Is the military draft system on the chopping block?
The Defense Department hasn’t instituted a military draft since 1973, and the program that administers it, the Selective Service System, hasn’t been reevaluated in 18 years.
In that time, national security needs have evolved considerably and budget pressure is forcing DOD to consider all options for saving money – including changes to emergency military manpower.
The Government Accountability Office is recommending that DOD leaders take a critical look at the Selective Service System, which maintains the structure and database that would be used if there were a national emergency that would necessitate a draft.
Pentagon decision-makers say the system provides a “low-cost insurance policy” in the case of an emergency and provides other intangible benefits as well, but agree it’s time to reevaluate and establish a process for periodic consideration, according to a new GAO report.
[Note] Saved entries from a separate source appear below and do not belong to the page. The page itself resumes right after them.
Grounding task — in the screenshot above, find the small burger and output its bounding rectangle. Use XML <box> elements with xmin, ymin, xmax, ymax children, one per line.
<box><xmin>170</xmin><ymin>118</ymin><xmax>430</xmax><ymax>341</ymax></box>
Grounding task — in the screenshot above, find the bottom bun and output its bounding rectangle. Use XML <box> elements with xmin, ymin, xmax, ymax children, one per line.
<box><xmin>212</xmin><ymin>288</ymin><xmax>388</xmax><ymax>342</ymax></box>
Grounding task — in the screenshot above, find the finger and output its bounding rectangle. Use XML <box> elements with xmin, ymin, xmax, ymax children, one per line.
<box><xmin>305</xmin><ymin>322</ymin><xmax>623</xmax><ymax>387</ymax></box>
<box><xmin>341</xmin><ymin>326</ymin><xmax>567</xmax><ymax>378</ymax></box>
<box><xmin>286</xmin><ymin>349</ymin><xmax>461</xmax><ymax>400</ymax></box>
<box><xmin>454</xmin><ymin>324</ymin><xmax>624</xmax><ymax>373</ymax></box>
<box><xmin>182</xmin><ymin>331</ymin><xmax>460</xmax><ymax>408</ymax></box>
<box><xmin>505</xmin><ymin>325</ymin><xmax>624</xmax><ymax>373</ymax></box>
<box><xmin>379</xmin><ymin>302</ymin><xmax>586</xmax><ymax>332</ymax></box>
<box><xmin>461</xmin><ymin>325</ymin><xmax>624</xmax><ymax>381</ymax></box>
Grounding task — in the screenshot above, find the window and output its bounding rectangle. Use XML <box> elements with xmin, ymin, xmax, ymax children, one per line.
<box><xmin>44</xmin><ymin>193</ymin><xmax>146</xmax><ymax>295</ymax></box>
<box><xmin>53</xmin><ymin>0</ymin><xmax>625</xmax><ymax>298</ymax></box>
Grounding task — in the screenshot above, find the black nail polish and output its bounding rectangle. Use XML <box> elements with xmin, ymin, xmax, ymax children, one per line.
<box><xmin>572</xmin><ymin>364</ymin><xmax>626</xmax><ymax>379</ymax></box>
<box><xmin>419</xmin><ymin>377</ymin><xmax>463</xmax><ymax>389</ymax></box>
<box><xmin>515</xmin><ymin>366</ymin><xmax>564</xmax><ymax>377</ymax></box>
“DOD developed its manpower requirements for the Selective Service System in 1994 and has not reexamined these requirements in the context of recent military operations and changes in the security environment and national security strategy,” the report noted. “Changes in the security environment and defense strategy represent junctures at which DOD can systematically reevaluate service personnel levels to determine whether they are consistent with strategic objectives.”
According to the report, Selective Service System officials say that the program currently isn’t properly resourced to meet requirements should a draft become necessary, and that a lack of an updated requirement from DOD presents policy issues for fixing the problems.
In the report, GAO reviewed the costs associated with three different options for the service: maintaining current operations, operating in a deep standby mode with active registration or disestablishing the Selective Service System altogether.
The budget to maintain the system as is would be roughly $24.4 million; on standby, $17.8 million; and to disestablish, no cost. Disestablishing the system would save an estimated $17.9 million in the first year with $24.4 million in recurring savings, according to the report.
Still, restructuring or shuttering the program would require “consideration of various fiscal and national security implications,” the report noted. Congress would have to amend the Military Selective Service Act and, potentially, additional laws.
DOD plans to implement GAO’s recommendations for review, starting with an analysis of DOD manpower requirements for the Selective Service Systems from the Office of the Under Secretary of Defense for Personnel and Readiness, in coordination with the Joint Staff and the services, the report stated. That report is due by Dec. 1.